Washington: The top US diplomat for Europe declared that Crimea and parts of eastern Ukraine were subject to a "reign of terror", blaming Russia for a conflict that has claimed thousands of lives.
"Even as Ukraine is building a peaceful, democratic, independent nation across 93 percent of its territory, Crimea and parts of eastern Ukraine are suffering a reign of terror," Assistant Secretary of State Victoria Nuland told the Senate Foreign Relations Committee.
"Today Crimea remains under illegal occupation and human rights abuses are the norm, not the exception, for many at risk groups there," she said of the Black Sea peninsula annexed by Russia a year ago.

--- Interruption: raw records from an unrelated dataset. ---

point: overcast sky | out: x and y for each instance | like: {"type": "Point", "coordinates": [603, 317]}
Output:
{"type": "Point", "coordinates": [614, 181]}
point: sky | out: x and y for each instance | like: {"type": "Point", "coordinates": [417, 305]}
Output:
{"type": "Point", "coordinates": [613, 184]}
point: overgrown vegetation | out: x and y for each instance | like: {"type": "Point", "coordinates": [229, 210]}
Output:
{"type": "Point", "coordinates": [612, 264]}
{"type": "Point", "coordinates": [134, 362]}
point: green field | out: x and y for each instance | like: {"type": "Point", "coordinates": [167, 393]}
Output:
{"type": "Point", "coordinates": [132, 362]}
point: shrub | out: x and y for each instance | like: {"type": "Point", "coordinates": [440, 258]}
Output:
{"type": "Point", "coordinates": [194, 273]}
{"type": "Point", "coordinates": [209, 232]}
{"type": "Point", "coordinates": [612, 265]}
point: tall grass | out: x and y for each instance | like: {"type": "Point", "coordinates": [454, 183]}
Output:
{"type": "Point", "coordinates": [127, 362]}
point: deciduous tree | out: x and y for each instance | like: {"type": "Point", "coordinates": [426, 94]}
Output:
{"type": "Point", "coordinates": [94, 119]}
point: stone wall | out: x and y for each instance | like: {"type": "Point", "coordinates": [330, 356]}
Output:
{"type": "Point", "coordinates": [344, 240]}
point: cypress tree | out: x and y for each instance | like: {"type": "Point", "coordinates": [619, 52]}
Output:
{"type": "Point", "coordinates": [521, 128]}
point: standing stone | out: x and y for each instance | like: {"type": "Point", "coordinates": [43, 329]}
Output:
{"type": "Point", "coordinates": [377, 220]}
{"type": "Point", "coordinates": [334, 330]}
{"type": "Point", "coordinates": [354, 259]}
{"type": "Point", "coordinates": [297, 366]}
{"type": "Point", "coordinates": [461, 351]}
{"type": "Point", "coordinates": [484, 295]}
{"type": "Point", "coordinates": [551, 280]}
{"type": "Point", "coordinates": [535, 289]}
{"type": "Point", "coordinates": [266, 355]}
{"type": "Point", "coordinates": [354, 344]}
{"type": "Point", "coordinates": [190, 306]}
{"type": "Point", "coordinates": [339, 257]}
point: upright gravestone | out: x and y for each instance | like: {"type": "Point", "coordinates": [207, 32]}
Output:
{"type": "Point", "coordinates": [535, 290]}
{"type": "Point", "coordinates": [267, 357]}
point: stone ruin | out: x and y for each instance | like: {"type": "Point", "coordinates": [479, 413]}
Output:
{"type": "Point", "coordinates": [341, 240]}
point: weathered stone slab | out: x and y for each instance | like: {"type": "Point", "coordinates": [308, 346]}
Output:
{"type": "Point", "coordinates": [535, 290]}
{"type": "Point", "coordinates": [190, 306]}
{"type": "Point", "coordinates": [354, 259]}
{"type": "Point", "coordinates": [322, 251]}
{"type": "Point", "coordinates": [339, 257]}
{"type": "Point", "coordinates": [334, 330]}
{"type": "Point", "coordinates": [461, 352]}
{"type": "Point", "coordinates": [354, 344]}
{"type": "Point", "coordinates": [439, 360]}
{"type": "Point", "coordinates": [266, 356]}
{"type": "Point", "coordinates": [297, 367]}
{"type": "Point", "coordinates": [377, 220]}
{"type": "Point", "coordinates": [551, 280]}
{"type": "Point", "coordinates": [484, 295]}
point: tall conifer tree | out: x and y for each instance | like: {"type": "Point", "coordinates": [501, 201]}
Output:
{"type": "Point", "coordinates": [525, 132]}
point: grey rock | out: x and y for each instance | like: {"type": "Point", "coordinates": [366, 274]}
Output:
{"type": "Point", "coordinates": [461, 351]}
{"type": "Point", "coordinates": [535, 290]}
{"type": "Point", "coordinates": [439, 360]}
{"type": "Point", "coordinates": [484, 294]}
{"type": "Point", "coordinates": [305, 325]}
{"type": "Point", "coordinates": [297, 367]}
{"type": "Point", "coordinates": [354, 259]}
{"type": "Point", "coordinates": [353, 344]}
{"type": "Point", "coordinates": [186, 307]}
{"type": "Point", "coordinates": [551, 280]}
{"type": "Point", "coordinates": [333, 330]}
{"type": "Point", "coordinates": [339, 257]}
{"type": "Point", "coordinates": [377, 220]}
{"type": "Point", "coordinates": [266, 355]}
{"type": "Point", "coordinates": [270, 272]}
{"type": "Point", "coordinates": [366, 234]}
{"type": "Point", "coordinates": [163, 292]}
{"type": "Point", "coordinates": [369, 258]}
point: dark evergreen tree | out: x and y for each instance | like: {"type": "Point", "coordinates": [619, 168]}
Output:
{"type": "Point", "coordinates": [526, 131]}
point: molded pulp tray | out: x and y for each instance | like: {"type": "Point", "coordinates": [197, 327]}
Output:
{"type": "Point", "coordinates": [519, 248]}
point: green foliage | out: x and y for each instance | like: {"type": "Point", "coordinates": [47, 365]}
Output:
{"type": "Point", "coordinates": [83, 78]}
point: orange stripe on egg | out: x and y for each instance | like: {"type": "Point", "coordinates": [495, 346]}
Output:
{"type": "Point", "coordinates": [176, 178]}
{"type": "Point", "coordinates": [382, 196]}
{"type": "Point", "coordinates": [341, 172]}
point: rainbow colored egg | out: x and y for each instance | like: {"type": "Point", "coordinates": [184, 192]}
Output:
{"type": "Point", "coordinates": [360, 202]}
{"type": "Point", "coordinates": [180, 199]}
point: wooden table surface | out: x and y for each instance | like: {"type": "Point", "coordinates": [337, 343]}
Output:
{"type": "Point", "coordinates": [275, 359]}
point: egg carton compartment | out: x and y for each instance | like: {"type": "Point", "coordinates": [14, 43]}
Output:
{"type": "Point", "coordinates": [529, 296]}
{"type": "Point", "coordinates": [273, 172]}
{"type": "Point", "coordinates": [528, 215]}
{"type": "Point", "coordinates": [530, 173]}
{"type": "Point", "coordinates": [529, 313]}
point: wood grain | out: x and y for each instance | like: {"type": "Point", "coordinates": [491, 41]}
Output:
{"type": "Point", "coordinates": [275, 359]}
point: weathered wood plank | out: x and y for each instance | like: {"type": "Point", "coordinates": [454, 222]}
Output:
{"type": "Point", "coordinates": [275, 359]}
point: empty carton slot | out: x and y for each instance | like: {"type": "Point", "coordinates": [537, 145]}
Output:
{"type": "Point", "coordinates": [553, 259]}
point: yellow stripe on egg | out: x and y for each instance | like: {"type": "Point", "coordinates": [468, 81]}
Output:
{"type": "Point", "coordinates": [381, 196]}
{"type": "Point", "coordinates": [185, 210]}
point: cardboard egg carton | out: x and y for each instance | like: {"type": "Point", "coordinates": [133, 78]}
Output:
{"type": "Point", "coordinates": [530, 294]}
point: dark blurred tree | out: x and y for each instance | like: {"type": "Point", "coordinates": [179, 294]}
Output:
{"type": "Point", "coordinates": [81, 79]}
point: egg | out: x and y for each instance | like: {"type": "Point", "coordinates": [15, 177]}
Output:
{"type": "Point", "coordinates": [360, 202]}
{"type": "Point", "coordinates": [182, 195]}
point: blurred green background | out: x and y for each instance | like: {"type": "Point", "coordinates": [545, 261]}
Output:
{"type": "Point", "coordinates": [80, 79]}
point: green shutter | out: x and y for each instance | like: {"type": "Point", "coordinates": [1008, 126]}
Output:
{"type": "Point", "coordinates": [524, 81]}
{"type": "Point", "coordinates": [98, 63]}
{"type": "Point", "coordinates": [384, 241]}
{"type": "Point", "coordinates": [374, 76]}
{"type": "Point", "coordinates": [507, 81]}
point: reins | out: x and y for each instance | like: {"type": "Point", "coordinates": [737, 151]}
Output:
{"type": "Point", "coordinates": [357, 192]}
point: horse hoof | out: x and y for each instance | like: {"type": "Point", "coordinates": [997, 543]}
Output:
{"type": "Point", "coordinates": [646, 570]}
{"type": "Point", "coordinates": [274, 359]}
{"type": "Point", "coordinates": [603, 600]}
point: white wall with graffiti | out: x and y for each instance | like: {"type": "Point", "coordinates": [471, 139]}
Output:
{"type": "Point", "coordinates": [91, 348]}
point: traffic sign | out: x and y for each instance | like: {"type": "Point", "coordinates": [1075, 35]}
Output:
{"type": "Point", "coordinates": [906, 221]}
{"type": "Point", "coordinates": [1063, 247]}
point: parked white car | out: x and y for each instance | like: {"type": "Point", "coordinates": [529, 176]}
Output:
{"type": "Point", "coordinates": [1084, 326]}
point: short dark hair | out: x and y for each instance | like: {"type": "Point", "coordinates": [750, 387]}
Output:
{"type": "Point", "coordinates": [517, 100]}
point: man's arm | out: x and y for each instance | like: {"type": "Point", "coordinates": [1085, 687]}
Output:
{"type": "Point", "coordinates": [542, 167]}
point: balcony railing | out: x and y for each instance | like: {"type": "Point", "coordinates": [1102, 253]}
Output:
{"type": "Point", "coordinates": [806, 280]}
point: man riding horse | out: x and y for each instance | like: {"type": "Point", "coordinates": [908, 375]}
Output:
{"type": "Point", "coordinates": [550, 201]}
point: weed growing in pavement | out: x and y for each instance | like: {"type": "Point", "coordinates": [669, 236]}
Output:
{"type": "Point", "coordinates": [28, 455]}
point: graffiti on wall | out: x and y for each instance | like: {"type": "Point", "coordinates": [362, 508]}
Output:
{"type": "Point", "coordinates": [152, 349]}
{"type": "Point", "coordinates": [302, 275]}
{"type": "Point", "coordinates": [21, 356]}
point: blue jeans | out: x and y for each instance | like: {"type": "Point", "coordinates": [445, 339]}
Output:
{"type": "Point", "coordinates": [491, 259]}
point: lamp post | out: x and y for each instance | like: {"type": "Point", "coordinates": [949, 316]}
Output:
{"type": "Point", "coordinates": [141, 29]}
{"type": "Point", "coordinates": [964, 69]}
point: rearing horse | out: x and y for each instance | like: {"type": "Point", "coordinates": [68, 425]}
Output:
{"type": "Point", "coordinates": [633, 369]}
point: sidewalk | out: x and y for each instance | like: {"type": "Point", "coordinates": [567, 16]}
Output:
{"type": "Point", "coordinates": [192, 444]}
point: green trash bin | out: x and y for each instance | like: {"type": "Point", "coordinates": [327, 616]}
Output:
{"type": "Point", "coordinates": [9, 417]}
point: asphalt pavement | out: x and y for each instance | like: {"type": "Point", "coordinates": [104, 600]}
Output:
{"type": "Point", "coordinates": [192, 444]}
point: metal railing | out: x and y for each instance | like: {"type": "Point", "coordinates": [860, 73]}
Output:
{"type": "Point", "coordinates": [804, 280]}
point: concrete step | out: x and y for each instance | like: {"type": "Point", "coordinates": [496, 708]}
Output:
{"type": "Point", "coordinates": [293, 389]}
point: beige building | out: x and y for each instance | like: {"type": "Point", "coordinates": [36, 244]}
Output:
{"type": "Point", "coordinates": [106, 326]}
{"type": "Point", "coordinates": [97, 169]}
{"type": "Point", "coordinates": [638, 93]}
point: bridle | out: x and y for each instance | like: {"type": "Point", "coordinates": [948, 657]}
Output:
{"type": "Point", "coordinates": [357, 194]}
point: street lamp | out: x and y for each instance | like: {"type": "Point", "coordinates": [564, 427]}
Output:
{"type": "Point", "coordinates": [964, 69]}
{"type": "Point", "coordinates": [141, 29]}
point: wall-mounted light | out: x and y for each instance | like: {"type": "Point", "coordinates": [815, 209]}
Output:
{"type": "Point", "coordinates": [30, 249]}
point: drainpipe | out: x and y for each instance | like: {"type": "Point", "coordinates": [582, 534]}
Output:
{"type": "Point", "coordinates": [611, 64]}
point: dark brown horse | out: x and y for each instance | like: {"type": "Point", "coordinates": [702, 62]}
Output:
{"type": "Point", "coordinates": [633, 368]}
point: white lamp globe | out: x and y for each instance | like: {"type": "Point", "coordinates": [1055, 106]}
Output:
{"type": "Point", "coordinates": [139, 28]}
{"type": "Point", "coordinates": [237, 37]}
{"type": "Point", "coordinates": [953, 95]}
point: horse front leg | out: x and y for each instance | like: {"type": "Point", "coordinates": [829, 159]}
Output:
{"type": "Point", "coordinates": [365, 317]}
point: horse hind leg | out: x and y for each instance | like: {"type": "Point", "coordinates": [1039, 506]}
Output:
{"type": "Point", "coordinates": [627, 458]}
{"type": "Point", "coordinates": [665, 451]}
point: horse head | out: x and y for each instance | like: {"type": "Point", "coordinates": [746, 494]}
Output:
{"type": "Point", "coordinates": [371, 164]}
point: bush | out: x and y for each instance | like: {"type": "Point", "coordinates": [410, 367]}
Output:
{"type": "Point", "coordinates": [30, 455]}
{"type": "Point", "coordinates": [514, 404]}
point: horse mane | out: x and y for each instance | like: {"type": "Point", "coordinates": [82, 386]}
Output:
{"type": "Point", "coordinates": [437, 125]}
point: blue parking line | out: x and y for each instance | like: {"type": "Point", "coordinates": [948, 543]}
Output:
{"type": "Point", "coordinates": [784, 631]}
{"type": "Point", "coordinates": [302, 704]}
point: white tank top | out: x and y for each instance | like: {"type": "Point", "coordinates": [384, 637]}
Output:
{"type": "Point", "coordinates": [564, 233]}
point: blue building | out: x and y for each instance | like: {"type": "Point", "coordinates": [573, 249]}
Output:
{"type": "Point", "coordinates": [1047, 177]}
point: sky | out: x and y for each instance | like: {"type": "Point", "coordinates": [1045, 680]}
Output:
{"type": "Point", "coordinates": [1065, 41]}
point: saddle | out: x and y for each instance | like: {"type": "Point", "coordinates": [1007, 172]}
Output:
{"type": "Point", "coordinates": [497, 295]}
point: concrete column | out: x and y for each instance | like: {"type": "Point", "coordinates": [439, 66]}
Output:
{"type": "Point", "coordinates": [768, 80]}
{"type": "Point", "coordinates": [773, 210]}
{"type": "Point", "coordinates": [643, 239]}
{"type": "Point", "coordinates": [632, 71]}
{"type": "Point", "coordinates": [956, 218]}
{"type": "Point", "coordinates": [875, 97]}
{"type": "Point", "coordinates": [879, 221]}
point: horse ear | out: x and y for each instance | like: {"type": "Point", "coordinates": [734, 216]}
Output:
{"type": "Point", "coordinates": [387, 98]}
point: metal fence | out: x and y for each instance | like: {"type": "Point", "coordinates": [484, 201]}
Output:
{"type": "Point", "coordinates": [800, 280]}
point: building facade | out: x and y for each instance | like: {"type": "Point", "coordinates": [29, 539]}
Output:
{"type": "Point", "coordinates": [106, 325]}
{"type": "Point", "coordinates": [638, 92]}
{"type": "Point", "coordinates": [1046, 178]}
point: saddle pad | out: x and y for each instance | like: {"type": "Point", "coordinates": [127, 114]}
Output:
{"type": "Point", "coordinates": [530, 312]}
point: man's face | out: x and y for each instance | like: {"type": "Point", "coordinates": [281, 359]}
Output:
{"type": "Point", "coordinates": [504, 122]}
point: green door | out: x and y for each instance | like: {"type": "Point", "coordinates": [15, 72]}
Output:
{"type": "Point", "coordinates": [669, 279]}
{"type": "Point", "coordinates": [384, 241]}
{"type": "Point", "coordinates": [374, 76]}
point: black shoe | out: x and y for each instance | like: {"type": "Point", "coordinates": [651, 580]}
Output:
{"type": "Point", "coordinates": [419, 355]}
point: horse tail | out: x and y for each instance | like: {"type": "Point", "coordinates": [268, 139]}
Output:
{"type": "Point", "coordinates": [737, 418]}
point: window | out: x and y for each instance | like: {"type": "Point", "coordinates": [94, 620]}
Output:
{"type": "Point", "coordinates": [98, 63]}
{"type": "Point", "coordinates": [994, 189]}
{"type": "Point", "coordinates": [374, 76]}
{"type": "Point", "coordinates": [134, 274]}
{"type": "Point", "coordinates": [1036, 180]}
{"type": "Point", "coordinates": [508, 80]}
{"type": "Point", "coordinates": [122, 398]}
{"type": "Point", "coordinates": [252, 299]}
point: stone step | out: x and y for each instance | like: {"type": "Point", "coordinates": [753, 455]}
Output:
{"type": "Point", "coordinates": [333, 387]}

Nuland cited Crimea's minority Crimean Tatars and Ukrainians who refuse to give up their passports for Russian documents as well as gays among those at risk of persecution.
Meanwhile, in eastern Ukraine, where a ceasefire between government forces and pro-Russian separatists is largely holding, "Russia and its separatist puppets" had unleashed "unspeakable violence", Nuland said.
Nuland called the insurgency a "manufactured conflict" directed by the Kremlin, which had sent "hundreds of young Russians ... To fight and die there."
Her broadside came as British Foreign Secretary Philip Hammond said Moscow's "aggressive behaviour" showed it had "the potential to pose the single greatest threat" to British security.
In a speech at British defence think-tank RUSI, Hammond accused Russian President Vladimir Putin of "subverting" international rules which keep the peace between nations and said Putin's actions in Crimea and eastern Ukraine also undermined the security of other former Soviet states.
NATO forces are preparing for a major exercise in the Baltic states of Estonia, Latvia and Lithuania, on Russia's western doorstep.
US military officials said the deployment of some 3,000 troops had begun for the three-month Operation Atlantic Resolve, following the Russian annexation of Crimea.
The move came as Russia said yesterday it was quitting a European arms control agreement seen as a cornerstone of security in post-Cold War Europe.
Moscow had already suspended its participation in the Treaty on Conventional Forces in Europe in 2007 and has now also suspended its participation in a consulting group on the pact, the latest sign of deep tensions with the West.